By November of 2011, "One Life to Live" had dethroned "General Hospital" in every category. Overall, the show was the third highest rated program among the five remaining soap operas in its last season (trailing "The Young and the Restless" & "The Bold and the Beautiful", but ahead of "General Hospital" & Days of Our Lives").
The show averaged 2.6 million viewers on a daily basis during its final weeks. Its final episode on January 13, 2012 drew more than 3.8 millions viewers, one of the highest ratings in the history of soap opera finales.
The "One Life to Live" continuation's ratings proved impressive. The first episode was the second most downloaded TV episode on iTunes and second most watched episode on Hulu, with the first place on both sites going to "All My Children" which premiered the same day.
"One Life to Live" and many of its actors and crew have been nominated for dozens of awards, winning on many occasions.
Erika Slezak has received six Daytime Emmy Awards for her acting, a feat tied only by Anthony Geary and Justin Deas.

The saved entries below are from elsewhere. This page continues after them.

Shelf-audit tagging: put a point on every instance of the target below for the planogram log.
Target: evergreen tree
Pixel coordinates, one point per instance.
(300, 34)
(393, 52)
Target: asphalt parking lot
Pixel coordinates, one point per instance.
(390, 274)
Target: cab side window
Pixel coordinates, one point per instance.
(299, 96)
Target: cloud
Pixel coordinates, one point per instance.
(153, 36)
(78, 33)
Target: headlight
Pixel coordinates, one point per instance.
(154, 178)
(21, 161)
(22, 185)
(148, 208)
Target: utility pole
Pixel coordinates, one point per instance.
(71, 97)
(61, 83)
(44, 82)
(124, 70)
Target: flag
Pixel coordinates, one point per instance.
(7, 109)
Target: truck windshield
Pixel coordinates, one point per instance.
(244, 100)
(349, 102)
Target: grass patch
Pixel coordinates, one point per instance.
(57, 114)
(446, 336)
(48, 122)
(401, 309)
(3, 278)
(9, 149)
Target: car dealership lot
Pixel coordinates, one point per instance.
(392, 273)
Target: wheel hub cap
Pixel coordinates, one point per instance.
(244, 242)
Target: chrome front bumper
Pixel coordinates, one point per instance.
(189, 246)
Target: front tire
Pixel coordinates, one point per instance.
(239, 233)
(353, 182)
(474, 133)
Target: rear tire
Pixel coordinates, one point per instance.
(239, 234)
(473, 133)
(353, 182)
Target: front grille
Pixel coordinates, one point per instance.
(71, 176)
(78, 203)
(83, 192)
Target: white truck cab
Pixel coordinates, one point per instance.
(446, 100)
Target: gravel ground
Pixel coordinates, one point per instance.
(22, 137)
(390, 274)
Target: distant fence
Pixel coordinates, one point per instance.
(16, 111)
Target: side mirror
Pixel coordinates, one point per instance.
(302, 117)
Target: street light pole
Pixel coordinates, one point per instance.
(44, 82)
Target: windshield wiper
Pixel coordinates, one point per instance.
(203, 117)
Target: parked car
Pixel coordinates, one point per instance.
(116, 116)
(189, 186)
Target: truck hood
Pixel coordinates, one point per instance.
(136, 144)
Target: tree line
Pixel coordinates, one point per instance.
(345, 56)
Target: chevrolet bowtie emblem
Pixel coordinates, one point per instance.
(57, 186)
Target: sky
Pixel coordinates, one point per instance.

In 1993, the series won its first GLAAD Media Award for its groundbreaking storyline on homosexuality and intolerance, featuring newcomer Ryan Phillippe as Billy Douglas, a teenager who amidst scandal confides his homosexuality in Andrew Carpenter, played by Wortham Krimmer.
The story arc also included an on-air ceremony for the NAMES Project AIDS Memorial Quilt.
In 2005, the series was awarded another GLAAD Media Award for its coverage of LGBT issues in the 2004 coming out storyline of gay character Mark Solomon (Matt Cavenaugh).
The series won the same award again in 2010 for a well-publicized storyline in which police officer Oliver Fish comes out and reunites with his former college boyfriend and medical school student Kyle Lewis.